Best answer: I've been involved in more than a couple redesigns where the print button was axed in favour of making a great print CSS file, and allowing users to use their native print functionality. Since it's also generally considered poor form to replicate browser functionality with a website button, there isn't much advantage to having one.
posted by Jairus at 11:11 AM on May 1, 2018 [4 favorites]


Over the last few years, any website worth its salt (and/or with the resources to do so) has been evolving with the assumption that more and more people are viewing the site on a mobile device rather than a desktop/laptop. The percentage of visitors viewing on any sort of desktop browser is rapidly declining, much less printing from a desktop. And most web designers are going to want to get rid of functionality that few users are using.
posted by lunasol at 1:16 PM on May 1, 2018


In addition to not being used much, having it means another test target to make sure your site looks good when a printing based style sheet is used. That's more work.
posted by mmascolino at 1:21 PM on May 1, 2018


Best answer: Web pages can be coded (well, CSS'd) so that the same HTML will change its presentation appropriately for a computer screen, tablet screen, phone screen, printed sheet of paper... you get the idea. Previously, web browsers did not support CSS well enough for this to be true, and so public websites -- which have to be coded to conform to a notional worst-case scenario, to the extent possible by the production budget -- commonly behaved as if your browser couldn't tell the difference between presentation type.

So a "print" button is ideally unnecessary these days because the web page will tell your computer what the printout should look like without you having to manually initiate it.
posted by ardgedee at 1:57 PM on May 1, 2018 [1 favorite]


If you use firefox, you will often see a page icon on the far right of the address bar. Hovering over it says "Enter Reader View". Reader view gives a print-friendly page without the ads and other cruft that often clutter up web pages.
posted by HiroProtagonist at 9:19 PM on May 1, 2018 [1 favorite]

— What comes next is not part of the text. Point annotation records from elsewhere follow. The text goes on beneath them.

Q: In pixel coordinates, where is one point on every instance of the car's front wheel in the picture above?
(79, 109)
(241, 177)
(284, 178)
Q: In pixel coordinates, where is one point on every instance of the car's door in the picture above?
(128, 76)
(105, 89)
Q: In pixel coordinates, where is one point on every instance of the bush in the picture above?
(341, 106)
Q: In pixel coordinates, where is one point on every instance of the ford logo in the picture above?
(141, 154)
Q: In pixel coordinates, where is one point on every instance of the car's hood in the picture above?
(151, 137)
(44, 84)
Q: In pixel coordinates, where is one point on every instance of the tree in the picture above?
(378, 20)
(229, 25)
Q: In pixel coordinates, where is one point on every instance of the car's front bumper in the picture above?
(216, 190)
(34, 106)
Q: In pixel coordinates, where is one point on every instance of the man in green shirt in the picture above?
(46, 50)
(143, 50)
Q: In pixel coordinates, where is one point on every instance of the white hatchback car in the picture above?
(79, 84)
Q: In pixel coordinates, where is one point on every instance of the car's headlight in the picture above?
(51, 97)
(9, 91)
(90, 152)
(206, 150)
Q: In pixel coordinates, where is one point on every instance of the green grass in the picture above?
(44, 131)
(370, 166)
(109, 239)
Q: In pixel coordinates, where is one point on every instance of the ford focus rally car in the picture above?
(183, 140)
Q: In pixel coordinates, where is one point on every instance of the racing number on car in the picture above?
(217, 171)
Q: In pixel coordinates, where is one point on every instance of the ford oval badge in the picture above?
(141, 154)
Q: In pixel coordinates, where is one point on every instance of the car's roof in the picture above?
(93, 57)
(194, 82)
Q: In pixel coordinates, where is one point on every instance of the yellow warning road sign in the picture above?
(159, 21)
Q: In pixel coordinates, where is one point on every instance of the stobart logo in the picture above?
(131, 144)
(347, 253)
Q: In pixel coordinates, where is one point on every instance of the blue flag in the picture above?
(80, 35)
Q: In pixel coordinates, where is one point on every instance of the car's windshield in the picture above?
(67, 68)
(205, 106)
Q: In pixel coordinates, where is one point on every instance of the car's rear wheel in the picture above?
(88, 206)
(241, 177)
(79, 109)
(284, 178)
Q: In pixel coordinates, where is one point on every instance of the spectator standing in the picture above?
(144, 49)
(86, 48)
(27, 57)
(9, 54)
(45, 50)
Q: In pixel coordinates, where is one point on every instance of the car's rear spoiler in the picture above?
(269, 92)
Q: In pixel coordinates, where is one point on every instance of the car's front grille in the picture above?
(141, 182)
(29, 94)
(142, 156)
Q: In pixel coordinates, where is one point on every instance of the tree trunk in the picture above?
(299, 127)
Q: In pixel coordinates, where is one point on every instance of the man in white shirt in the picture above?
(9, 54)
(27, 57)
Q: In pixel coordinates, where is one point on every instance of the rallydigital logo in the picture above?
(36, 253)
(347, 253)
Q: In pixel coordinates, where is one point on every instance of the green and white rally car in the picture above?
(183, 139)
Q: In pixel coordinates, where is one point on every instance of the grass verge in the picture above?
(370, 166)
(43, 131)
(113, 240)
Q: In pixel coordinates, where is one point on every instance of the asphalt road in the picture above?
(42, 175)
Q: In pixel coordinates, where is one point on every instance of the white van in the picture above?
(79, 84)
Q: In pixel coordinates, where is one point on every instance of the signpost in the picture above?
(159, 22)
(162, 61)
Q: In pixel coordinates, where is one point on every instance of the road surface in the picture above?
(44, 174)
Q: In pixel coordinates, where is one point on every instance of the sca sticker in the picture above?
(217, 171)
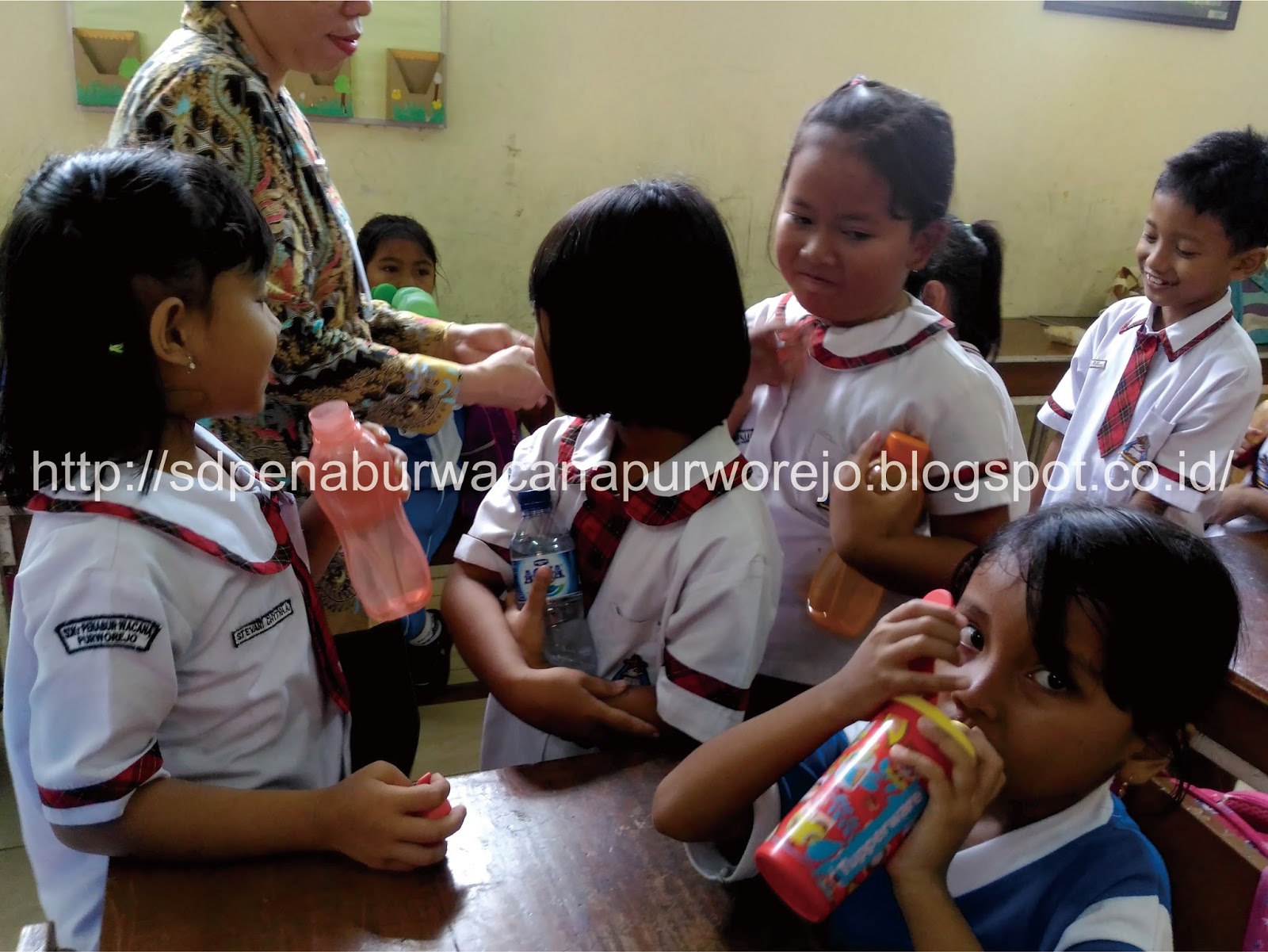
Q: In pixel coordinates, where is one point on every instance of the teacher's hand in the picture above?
(507, 379)
(471, 344)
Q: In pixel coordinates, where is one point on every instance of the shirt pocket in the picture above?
(629, 647)
(823, 454)
(1145, 439)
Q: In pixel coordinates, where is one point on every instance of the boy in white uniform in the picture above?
(678, 575)
(171, 687)
(1162, 387)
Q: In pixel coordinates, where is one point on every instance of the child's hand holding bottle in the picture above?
(380, 819)
(955, 805)
(894, 660)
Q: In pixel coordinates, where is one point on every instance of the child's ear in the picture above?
(170, 332)
(1248, 262)
(935, 294)
(925, 243)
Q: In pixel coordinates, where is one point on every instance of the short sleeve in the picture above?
(1196, 454)
(105, 679)
(1060, 406)
(714, 641)
(487, 543)
(970, 452)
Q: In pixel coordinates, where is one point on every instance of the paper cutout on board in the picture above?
(105, 63)
(414, 86)
(327, 94)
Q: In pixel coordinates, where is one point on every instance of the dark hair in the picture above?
(904, 137)
(135, 226)
(970, 262)
(640, 285)
(384, 227)
(1225, 175)
(1164, 660)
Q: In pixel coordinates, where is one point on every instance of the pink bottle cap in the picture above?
(437, 812)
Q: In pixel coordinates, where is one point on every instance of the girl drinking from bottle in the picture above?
(1067, 677)
(171, 690)
(678, 563)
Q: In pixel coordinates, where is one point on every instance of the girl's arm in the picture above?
(709, 797)
(916, 563)
(560, 702)
(374, 816)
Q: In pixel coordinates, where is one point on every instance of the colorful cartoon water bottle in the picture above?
(386, 563)
(841, 598)
(859, 812)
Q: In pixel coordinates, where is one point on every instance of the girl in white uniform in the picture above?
(680, 575)
(864, 196)
(963, 281)
(171, 689)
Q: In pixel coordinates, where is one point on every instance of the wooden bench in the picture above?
(1214, 871)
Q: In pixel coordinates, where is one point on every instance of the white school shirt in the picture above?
(912, 376)
(1020, 499)
(133, 657)
(1257, 476)
(1086, 877)
(701, 590)
(1191, 416)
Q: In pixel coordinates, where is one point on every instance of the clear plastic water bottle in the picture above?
(538, 544)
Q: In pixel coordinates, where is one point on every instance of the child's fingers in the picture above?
(377, 431)
(938, 624)
(923, 645)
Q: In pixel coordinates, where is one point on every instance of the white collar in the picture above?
(1189, 332)
(703, 455)
(987, 862)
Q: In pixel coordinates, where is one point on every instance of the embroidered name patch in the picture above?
(108, 632)
(258, 626)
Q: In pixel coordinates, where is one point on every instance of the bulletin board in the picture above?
(396, 78)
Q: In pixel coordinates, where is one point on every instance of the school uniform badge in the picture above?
(633, 671)
(1138, 450)
(107, 632)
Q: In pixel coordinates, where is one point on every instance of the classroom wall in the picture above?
(1062, 122)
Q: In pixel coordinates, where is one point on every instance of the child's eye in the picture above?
(972, 638)
(1049, 681)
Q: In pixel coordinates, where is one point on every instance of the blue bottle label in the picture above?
(563, 571)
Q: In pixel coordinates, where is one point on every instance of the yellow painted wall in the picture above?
(1062, 122)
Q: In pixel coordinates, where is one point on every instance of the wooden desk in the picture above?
(1239, 721)
(557, 856)
(1031, 363)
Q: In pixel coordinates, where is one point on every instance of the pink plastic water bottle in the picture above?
(384, 558)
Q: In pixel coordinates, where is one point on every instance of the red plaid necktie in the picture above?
(1122, 404)
(329, 668)
(602, 518)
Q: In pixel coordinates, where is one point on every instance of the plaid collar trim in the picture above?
(857, 361)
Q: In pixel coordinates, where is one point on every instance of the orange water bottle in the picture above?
(841, 598)
(353, 480)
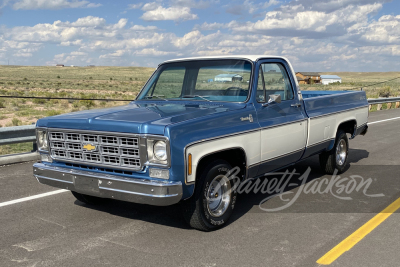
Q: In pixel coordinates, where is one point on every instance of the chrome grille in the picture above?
(98, 149)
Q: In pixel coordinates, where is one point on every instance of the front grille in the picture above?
(98, 149)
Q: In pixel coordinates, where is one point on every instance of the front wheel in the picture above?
(337, 157)
(214, 198)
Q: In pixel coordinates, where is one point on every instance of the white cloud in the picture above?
(152, 52)
(143, 28)
(310, 21)
(334, 37)
(191, 3)
(210, 26)
(170, 13)
(52, 4)
(135, 6)
(150, 6)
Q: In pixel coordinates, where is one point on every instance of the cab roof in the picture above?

I was also going to suggest reader view but then I remembered it doesn't work that great with some sites. Try using it in this very page to see what I mean (spoilers: comments are removed).
When it does work it's pretty great, though.
posted by Bangaioh at 9:22 AM on May 2, 2018


Response by poster: I was slow to get back to my question but the answers here help clear a lot up. I actually never use the native browser print option, because it was always so unpredictable whether things would format right in print format. The inconsistent results trained me right out of using it. :)

Reader view is great (I use it a lot myself), but it doesn't solve the problem of being able to walk away from the computer with the article in your hand (and then mail it to someone).

I knew there had to be some conscious choice behind removing the button. I figured the dog's dinner issue that Happy Dave mentioned was playing a role, but I had no idea that CSS print stylesheets had improved things. I'll start trying good ol' Ctrl-P more often.
posted by leticia at 11:37 AM on May 2, 2018 [1 favorite]


Best answer: Reader view... doesn't solve the problem of being able to walk away from the computer with the article in your hand

The point I was making [but didn't explicitly state] is that from Reader view you can File/Print or CTRL-P and get a better & more uncluttered printout of the text than you would normally get.